Background

Today, we store beacon blocks in Prysm’s database across the different Ethereum beacon chain fork versions. It is critical to persist blocks for all kinds of reasons including, but not limited to:

serving peers via p2p networking with requests for blocks during their sync progress
starting the chain from a certain state/block when a node is restarted
responding to API requests for historical data
replaying blocks when using state generation
replaying state transitions to a new chain in case the current chain goes through a reorg

Previously, we had Phase0 beacon blocks and then Altair beacon blocks. The Ethereum “merge” is coming during the Bellatrix hard fork for the beacon chain, which will introduce major changes to the beacon block type. Namely, a beacon block will now embed execution payloads which come from execution clients such as go-ethereum. This data structure contains raw transaction data, which encompasses significant growth to the size of beacon blocks in Prysm.

type BeaconBlockBellatrix struct {
	Slot uint64
	...
	ExecutionPayload struct {
		Transactions [][]byte // Can be huge!
	}
}

The issue is that go-ethereum’s db growth is also huge, in part due to having to store all blocks and their transactions. Post-merge, we will be storing the same transaction data across Prysm and its associated execution client. We think this is untenable and unreasonable, and there must be a better approach. If this is not resolved in Prysm before the merge, we foresee disk requirements to increase significantly.
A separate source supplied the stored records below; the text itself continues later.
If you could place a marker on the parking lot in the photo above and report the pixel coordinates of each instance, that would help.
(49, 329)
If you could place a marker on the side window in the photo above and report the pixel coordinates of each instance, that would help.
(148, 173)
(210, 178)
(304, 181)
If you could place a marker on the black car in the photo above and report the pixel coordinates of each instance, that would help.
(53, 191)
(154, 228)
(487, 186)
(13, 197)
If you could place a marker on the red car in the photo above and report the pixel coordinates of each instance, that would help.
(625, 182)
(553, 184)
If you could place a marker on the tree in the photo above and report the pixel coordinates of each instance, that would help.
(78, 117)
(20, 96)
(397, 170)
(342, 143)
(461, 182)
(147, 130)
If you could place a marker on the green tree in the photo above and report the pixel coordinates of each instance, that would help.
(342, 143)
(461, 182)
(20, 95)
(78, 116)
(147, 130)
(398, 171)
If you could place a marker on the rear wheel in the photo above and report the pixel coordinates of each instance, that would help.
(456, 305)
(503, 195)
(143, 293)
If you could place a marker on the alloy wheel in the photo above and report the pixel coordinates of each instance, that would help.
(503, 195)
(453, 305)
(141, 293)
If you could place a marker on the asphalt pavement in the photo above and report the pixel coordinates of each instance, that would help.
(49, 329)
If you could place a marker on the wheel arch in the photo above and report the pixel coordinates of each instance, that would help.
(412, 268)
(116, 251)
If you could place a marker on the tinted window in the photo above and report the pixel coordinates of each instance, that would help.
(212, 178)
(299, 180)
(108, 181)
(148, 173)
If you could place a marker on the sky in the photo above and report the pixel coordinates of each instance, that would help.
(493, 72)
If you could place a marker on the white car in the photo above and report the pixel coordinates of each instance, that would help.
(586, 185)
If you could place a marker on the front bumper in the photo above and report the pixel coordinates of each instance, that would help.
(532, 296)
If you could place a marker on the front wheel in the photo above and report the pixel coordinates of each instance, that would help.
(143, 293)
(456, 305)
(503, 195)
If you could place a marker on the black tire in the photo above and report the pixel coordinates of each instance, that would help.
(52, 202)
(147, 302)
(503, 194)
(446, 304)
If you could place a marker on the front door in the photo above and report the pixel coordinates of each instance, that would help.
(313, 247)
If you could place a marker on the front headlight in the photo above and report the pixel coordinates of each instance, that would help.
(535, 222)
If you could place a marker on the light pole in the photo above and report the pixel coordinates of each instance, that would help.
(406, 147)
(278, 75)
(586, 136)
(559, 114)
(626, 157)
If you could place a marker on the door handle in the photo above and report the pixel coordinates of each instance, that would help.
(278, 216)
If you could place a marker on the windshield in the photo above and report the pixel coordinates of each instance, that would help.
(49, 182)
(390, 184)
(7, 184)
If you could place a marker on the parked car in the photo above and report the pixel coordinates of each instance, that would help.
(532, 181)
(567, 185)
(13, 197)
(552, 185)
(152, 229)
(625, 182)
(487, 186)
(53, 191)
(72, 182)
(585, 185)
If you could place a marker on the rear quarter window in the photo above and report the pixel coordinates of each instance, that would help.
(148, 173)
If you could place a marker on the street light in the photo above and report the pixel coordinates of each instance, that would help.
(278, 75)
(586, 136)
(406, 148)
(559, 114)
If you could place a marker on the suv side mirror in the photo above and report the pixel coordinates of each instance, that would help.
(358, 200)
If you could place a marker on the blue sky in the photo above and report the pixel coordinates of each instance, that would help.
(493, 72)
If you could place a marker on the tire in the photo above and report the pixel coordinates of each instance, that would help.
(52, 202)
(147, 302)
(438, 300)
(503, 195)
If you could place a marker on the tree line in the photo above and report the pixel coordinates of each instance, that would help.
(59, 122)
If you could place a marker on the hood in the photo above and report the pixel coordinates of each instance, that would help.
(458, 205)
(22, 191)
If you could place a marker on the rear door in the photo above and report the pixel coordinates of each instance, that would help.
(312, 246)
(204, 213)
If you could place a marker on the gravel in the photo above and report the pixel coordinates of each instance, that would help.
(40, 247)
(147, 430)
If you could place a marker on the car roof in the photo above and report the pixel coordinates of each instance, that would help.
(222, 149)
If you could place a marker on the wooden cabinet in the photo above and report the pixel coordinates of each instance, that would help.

This document explores our approach towards solving this issue.

Solution

Our solution involves converting Bellatrix beacon blocks to a format that only contains the SSZ hash tree root of the transactions before storing them in our beacon node’s database. This format is officially referred as a blinded beacon block, as it is used in the Ethereum specification when also dealing with the proposer-builder separation proposal.

type BlindedBeaconBlock struct {
	Slot uint64
	...
	ExecutionPayloadHeader struct {
		TransactionsRoot [32]byte // Fixed to 32 bytes: hash_tree_root(transactions)
	}
}

This bounds our beacon block size to a predictably small amount compared to storing full transaction data in our database. However, following this approach, we need to ask the following questions:

How do we use full, Bellatrix beacon blocks in our codebase?

We define full Bellatrix beacon blocks as blocks containing complete execution payloads with transaction data in them.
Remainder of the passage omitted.